Asthma has shifted from an anciently recognized malady to a dynamic global health concern whose burden varies sharply by country, income level, age and generation. After post-war surges, prevalence in many high-income nations has plateaued or fallen, while rapidly urbanizing low- and middle-income countries are still climbing. Heterogeneity is striking: wheeze rates in European preschoolers span 10 % in Greece to 55 % in Spain, and only 30–40 % of recurrent early wheeze progresses to school-age asthma. Gene–environment interactions—viral infections, atopy, parental smoking, caesarean delivery—drive persistence, while better treatment has cut childhood mortality even as incidence inches up. Key risks remain parental asthma, socioeconomic deprivation and urban air pollutants such as NO₂ and PM2.5.

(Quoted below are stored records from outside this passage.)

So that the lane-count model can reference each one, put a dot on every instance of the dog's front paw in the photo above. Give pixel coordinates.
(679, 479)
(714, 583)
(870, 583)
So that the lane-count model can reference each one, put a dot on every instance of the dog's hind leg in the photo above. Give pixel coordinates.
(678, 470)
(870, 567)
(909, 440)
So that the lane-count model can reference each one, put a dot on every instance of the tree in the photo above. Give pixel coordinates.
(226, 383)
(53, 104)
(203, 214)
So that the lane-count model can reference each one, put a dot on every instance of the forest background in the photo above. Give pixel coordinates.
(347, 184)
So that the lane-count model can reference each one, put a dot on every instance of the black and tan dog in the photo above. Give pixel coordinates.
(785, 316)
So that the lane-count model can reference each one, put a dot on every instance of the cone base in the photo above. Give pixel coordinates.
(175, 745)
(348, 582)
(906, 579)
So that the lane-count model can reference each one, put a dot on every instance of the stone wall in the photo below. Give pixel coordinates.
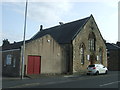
(82, 37)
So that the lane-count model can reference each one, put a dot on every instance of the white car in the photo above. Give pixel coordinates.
(96, 69)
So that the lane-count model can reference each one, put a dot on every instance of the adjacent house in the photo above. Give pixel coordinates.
(113, 51)
(63, 49)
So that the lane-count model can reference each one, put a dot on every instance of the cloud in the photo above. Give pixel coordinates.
(47, 13)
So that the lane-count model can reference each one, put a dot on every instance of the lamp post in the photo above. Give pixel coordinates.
(23, 49)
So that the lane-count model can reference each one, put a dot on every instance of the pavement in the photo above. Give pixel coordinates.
(16, 82)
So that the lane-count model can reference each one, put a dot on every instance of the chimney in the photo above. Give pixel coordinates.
(41, 27)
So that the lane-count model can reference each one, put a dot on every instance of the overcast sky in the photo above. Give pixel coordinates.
(49, 14)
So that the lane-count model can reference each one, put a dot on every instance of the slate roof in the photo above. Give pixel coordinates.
(63, 33)
(16, 45)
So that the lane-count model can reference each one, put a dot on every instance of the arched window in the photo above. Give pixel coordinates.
(82, 47)
(92, 42)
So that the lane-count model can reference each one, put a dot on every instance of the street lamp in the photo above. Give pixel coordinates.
(23, 49)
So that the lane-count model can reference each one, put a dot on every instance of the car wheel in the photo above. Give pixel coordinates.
(106, 72)
(97, 73)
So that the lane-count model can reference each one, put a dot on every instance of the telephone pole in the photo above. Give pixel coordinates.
(23, 49)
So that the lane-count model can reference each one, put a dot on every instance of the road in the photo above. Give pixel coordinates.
(111, 80)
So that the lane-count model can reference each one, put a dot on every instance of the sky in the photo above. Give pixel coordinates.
(50, 13)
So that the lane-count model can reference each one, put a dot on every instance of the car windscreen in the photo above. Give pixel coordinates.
(91, 66)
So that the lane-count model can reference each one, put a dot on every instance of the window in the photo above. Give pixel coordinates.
(92, 43)
(100, 55)
(8, 59)
(82, 47)
(14, 61)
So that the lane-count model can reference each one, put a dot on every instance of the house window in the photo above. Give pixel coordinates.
(100, 56)
(92, 42)
(14, 61)
(82, 47)
(8, 59)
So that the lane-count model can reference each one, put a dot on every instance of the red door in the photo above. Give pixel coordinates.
(30, 65)
(33, 65)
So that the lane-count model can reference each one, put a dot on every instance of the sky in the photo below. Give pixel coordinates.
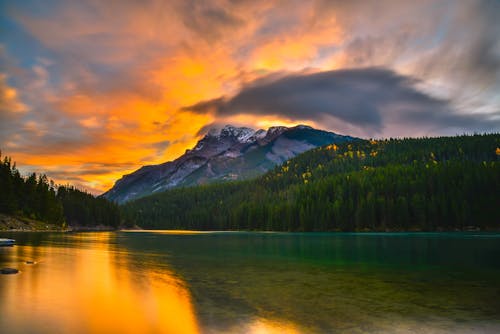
(92, 90)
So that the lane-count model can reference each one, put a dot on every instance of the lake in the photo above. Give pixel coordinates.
(243, 282)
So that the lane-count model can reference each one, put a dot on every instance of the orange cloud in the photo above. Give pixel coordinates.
(104, 91)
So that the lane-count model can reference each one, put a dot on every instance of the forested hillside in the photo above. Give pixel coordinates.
(429, 184)
(37, 198)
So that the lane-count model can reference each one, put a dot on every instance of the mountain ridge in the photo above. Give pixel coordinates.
(233, 153)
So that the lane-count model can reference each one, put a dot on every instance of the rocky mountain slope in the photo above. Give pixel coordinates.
(231, 154)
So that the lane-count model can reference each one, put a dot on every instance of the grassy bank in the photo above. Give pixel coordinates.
(11, 223)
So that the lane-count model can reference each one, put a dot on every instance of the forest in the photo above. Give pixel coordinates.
(38, 198)
(422, 184)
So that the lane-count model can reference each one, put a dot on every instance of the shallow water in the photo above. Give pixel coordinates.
(238, 282)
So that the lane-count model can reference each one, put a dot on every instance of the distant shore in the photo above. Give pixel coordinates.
(22, 224)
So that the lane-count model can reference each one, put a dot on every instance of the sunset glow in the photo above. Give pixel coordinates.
(92, 90)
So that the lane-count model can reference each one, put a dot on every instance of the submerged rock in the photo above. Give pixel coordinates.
(7, 271)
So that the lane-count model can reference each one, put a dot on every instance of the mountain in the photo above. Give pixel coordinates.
(426, 184)
(233, 153)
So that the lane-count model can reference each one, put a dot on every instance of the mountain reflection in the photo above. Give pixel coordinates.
(92, 288)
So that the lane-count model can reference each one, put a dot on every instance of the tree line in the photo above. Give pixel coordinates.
(430, 184)
(36, 197)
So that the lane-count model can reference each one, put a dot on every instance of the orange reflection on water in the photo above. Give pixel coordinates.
(92, 289)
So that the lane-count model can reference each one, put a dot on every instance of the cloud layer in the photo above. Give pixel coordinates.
(367, 99)
(83, 83)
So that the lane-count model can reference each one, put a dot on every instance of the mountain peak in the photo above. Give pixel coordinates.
(231, 153)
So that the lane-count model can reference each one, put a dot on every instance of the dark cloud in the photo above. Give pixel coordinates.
(368, 99)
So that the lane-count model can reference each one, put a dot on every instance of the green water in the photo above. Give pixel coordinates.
(238, 282)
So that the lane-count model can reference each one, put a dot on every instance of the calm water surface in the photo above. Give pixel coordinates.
(163, 282)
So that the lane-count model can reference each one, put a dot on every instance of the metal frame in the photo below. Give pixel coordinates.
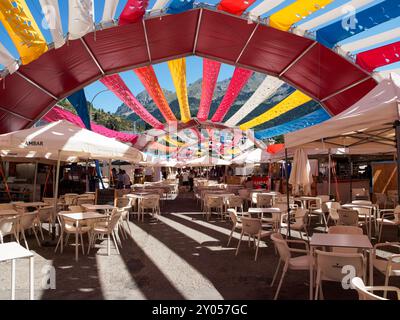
(92, 56)
(247, 43)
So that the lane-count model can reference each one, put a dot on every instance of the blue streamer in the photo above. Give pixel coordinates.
(361, 21)
(79, 102)
(178, 6)
(308, 120)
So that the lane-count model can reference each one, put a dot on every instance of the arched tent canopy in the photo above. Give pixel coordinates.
(315, 70)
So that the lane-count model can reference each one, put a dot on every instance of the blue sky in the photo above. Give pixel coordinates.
(108, 101)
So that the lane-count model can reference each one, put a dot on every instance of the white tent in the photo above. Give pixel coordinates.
(68, 139)
(366, 127)
(301, 176)
(62, 140)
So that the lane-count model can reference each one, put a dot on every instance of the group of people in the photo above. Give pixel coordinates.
(121, 179)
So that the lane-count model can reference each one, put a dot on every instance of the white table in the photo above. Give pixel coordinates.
(343, 241)
(13, 251)
(78, 217)
(354, 206)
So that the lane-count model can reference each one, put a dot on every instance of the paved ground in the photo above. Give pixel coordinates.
(180, 257)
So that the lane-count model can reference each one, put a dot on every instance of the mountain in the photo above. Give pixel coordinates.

Patterns fragment further after puberty. Global adolescent prevalence has levelled overall, yet wide regional gaps persist and a sex flip emerges: boys dominate in childhood, post-pubertal asthma is more common—and remits less often—in females, likely due to hormonal effects on airway reactivity. In young adults, prevalence is declining in high-SDI countries, but adult-onset, often non-allergic asthma carries a poorer prognosis, linked to obesity, hormones, stress and workplace exposures (≈16 % of new cases). After 55, crude prevalence rises again; age-related lung changes and infection-triggered late-onset disease make asthma more severe and frequently under-diagnosed. These shifting patterns underscore the need for continuous, high-quality surveillance to guide prevention and personalized care across the life-course.
Reference: Miligkos M, Oh J, Kwon R, et al. Epidemiology of asthma across the ages. Ann Allergy Asthma Immunol. 2025 Apr;134(4):376-384.e13. doi: 10.1016/j.anai.2024.12.004. Epub 2024 Dec 12. PMID: 39674277.